Bref, des personnalités oeuvrant dans des domaines très divers mais qui ont tous le souci de construire un monde alternatif à celui que le capitalisme souhaite nous imposer, même si ce terme est peu employé dans le film. Car plutôt que de dénoncer le modèle économique dominant et ses ravages de façon frontale, il s'agit de mettre en avant des initiatives et des pensées différentes avec la conclusion qu'il s'agit avant tout de se transformer soi-même pour que la société change. Satish Kumar propose ainsi d'inventer son propre travail, lui qui défend l'idée d'une journée de travail de 4h. On objectera que ce film a peut-être une tendance à promouvoir les initiatives personnelles sans évoquer beaucoup de projets collectifs à l'échelle d'un pays ou d'une région. Il reste que le film s'est fait grâce au regroupement de 963 souscripteurs qui ont financé ce documentaire. C'est déjà du collectif. Peut-être aussi le changement passe-t-il par des actions locales qui, fédérées, seront un poids face à la puissance publique? C'est, en tout cas, le projet de Colibris. Une grande valeur du film est de ne pas asséner de vérité mais d'être une véritable ouverture à la réflexion, comme semble le traduire les discussions animées qui succèdent chaque projection. Les membres de Colibris qui promeuvent ce film, proposent partout en France, comme l'a fait, à Cap Cinéma à Périgueux, Catherine Mugnier, à la tête du groupe de Bourrou, d'inciter chaque spectateur à se tourner vers son voisin pour échanger après le film. Une façon originale de couper court aux premières questions des ciné-débats, souvent difficiles à émerger, mais aussi d'encourager à sortir de la passivité et de provoquer le changement.

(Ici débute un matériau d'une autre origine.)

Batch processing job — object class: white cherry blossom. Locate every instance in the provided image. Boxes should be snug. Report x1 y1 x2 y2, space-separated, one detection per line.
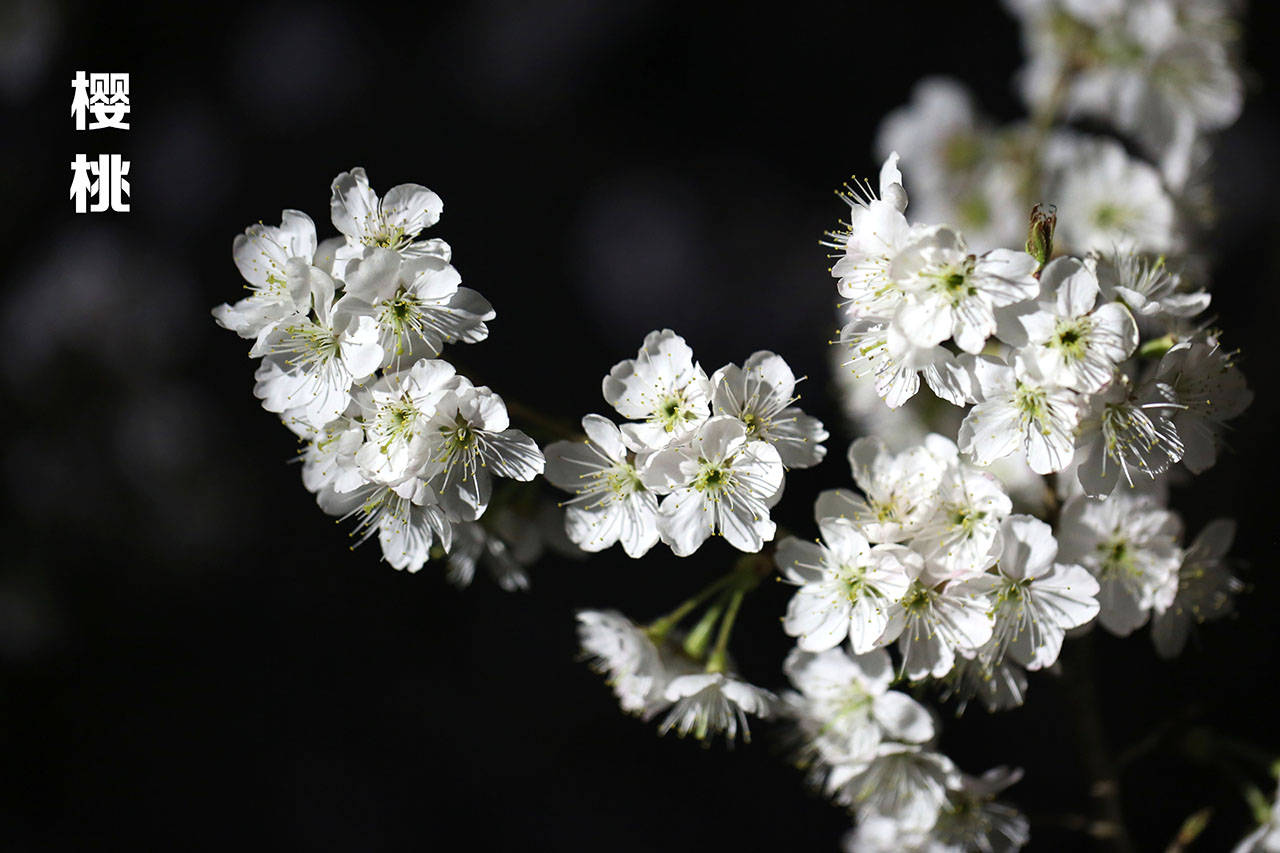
214 210 316 338
814 438 945 542
250 260 383 428
782 648 934 777
774 519 920 654
658 672 777 743
710 351 827 467
603 329 712 450
1156 334 1253 474
824 152 911 314
346 247 495 364
545 415 658 557
835 314 969 409
1019 257 1138 393
1057 493 1183 637
641 415 783 557
1076 375 1183 498
888 225 1039 352
1046 132 1183 255
966 515 1098 670
329 167 451 270
911 434 1012 579
1085 250 1210 321
356 359 457 485
956 356 1082 474
827 743 960 833
424 377 545 521
1151 519 1244 658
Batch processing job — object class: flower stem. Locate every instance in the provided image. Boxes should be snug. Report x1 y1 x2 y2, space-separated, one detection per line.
645 571 737 640
685 593 727 661
707 587 746 672
1062 633 1134 853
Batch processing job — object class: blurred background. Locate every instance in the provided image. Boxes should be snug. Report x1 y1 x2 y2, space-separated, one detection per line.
0 0 1280 853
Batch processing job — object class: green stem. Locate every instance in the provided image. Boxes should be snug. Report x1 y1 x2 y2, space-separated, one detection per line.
707 587 746 672
685 593 727 661
645 571 737 640
503 397 582 441
1062 634 1134 853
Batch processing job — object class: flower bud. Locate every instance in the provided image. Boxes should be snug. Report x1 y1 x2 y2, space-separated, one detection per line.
1027 204 1057 272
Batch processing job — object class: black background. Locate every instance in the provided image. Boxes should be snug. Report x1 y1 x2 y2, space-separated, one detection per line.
0 0 1280 852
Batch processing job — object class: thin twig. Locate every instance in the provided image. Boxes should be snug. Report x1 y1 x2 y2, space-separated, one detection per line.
1062 634 1134 853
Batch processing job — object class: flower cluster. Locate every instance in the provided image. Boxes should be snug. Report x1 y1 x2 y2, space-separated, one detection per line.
577 598 777 743
1006 0 1244 187
777 435 1098 680
547 329 827 557
214 168 544 573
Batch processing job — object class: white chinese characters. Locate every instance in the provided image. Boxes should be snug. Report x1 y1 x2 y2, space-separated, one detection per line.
69 70 132 213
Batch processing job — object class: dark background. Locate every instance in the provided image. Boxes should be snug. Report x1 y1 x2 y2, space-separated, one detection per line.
0 0 1280 853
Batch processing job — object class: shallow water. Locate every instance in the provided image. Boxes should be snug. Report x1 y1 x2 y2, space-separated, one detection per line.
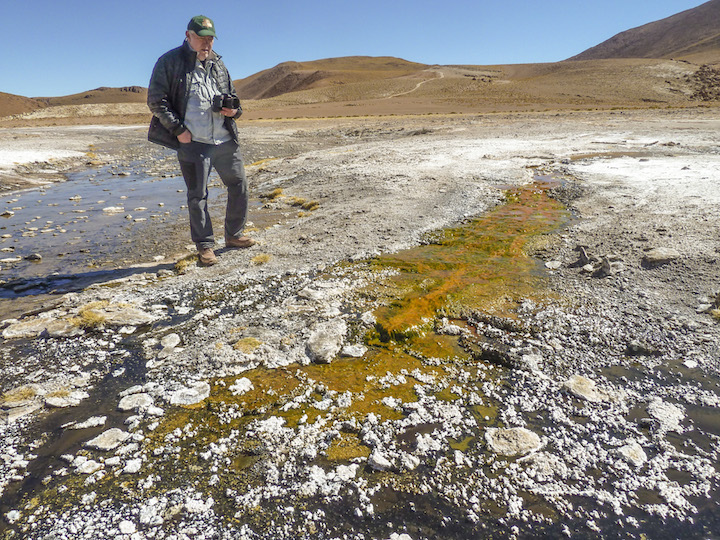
0 168 185 281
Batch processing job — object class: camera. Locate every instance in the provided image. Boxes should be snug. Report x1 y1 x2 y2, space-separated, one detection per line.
212 94 240 112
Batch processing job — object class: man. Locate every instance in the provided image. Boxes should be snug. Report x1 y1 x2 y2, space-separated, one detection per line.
148 15 255 266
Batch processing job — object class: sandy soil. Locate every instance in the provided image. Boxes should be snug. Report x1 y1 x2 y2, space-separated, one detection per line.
2 107 720 539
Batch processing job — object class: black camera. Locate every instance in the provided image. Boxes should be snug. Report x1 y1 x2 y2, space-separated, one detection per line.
213 94 240 112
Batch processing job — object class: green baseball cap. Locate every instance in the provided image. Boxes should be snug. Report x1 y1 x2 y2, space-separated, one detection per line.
188 15 217 37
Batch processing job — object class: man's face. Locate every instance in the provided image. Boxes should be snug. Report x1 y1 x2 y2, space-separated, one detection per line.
185 30 215 62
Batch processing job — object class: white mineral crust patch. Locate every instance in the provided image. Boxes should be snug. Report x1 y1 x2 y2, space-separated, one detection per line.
170 382 210 405
485 428 542 456
563 375 615 403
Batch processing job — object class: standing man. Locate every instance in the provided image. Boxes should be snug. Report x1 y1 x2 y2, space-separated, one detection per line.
148 15 255 266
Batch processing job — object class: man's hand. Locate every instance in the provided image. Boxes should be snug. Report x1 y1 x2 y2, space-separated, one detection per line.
178 129 192 144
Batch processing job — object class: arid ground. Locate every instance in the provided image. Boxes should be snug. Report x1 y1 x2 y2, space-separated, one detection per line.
0 103 720 540
0 24 720 540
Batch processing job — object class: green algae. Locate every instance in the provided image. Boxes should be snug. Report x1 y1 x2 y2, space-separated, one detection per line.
2 177 568 532
372 181 568 341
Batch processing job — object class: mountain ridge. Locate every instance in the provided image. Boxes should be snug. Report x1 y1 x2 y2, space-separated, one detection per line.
568 0 720 62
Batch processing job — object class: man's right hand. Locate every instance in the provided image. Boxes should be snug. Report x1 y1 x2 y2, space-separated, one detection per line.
178 129 192 144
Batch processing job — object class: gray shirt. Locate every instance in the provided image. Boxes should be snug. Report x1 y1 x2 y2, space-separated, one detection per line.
185 58 232 144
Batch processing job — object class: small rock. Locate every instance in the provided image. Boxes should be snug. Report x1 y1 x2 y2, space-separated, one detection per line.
228 377 255 396
85 428 130 451
485 428 542 456
123 458 142 474
45 390 90 409
160 333 180 348
118 394 155 412
63 416 107 429
647 398 685 433
618 442 647 467
75 459 103 474
118 519 137 534
308 319 347 364
368 448 393 471
563 375 615 403
340 345 367 358
643 247 680 268
170 382 210 405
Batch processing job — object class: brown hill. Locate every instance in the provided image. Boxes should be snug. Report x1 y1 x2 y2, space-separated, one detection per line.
234 56 427 99
38 86 147 107
0 92 45 117
569 0 720 63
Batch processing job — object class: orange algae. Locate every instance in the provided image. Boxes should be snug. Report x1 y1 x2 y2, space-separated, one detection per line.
374 182 568 341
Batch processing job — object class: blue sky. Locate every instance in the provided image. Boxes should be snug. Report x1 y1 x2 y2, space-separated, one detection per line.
0 0 703 97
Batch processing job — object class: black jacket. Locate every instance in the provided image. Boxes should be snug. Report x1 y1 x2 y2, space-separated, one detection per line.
148 43 242 149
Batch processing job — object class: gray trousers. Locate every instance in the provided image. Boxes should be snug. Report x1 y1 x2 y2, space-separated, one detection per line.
178 141 248 249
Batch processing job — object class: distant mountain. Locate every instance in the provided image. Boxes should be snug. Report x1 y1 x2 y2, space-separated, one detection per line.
234 56 428 99
42 86 147 106
0 92 45 117
569 0 720 62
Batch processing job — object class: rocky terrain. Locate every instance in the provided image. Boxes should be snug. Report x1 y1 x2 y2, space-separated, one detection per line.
0 108 720 540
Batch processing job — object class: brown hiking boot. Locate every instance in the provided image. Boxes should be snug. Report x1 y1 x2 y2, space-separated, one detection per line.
225 236 255 248
198 248 217 266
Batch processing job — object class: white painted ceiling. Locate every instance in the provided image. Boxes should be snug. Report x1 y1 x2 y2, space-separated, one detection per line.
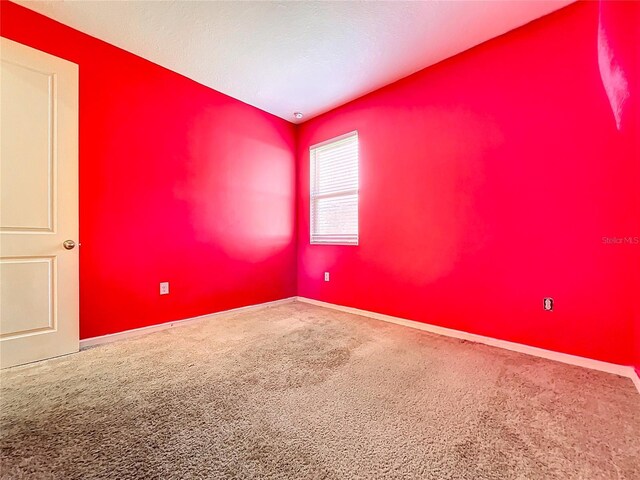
14 0 574 123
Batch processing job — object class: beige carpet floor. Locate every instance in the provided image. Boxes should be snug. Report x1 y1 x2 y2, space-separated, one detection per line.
0 303 640 480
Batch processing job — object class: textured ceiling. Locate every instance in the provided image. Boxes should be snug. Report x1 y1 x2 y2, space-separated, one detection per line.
14 0 573 123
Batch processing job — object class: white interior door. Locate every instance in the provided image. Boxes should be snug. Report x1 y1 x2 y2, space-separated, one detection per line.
0 38 79 368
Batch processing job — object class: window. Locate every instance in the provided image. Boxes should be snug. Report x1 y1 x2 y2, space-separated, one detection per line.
310 132 358 245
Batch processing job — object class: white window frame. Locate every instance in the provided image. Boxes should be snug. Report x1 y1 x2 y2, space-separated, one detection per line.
309 130 360 246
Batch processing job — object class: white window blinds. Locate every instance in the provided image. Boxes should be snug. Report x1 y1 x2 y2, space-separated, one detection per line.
310 132 358 245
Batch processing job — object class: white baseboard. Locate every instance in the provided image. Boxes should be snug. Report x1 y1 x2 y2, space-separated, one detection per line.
80 297 296 350
295 297 640 393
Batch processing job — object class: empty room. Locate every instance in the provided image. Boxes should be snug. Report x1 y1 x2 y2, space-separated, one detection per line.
0 0 640 480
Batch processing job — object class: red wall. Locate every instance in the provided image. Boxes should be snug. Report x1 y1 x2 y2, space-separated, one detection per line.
0 0 640 369
298 2 640 365
0 1 296 338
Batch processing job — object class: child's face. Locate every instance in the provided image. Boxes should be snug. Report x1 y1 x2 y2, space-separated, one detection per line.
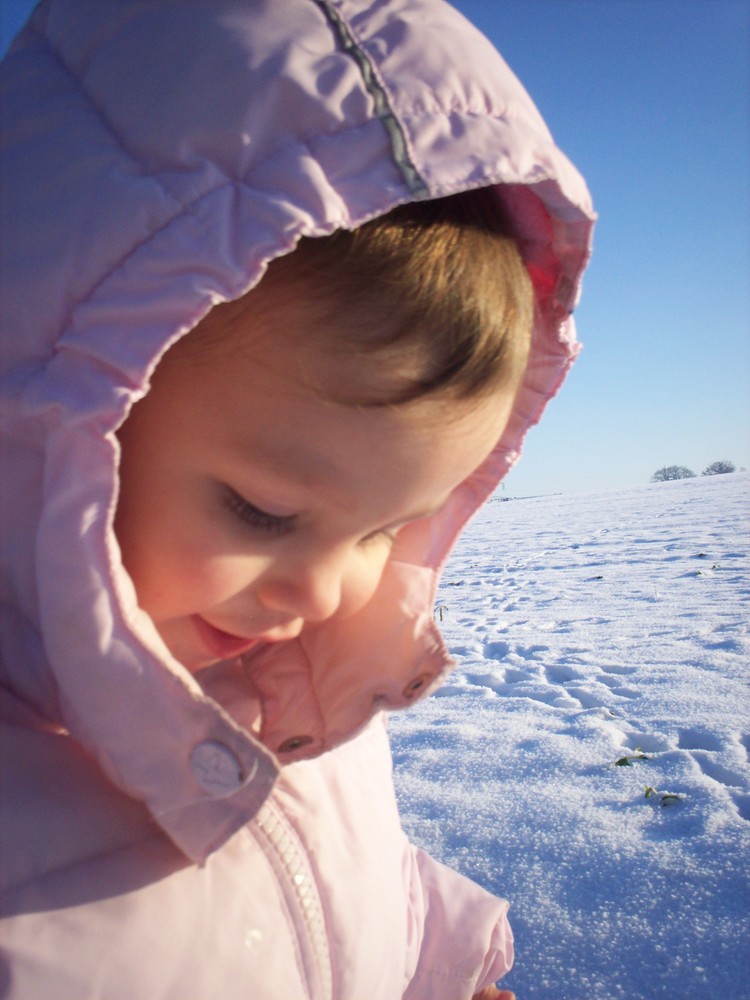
115 303 511 670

C'est d'ailleurs ce qu'a lancé un spectateur : "qu'est-ce que vous allez faire après le film?" se voyant répondre du tac au tac par une spectatrice "prendre quelqu'un dans ses bras", ce qu'elle a mis en application tout de go, incitant la représentante du collectif Colibris à faire de même.
Les échanges sont probablement nourris par l'espoir que suscite ce film, par tous les possibles qu'il met en avant qui font la force de ce film et sûrement son succès. La jeunesse et l'énergie de ces deux auteurs qui nous racontent à travers la voix de Marc de la Ménardière leur aventure sincère, leurs joies et leurs questionnements sont communicatifs. L'ancien businessman dit d'ailleurs pour tenter d'expliquer ce succès : "c'est une histoire personnelle autour d'un questionnement universel" http://reporterre.net/Nous-avons-decouvert-la-dimension En effet, cela crée un sentiment d'identification chez le spectateur qui, de ce fait, se sent revigoré par cette quête initiatique. D'ailleurs, Catherine Mugnier l'a présenté comme un film qui "incite à ne pas démissionner" d'autant que, comme l'explique Marc de la Ménardière, les personnes interviewées sont "des gens cohérents entre ce qu'ils disent, ce qu'ils pensent et ce qu'ils font" http://enquetedesens-lefilm.com/. En adhérant à ces discours, le public s'éloignerait des hommes politiques pour se rapprocher du Politique.

Reste à savoir ce que l'on fait après, effectivement. Le groupe Colibris de Bourrou était là pour faire ses propositions. Catherine Mugnier en était ce soir-là le porte-parole.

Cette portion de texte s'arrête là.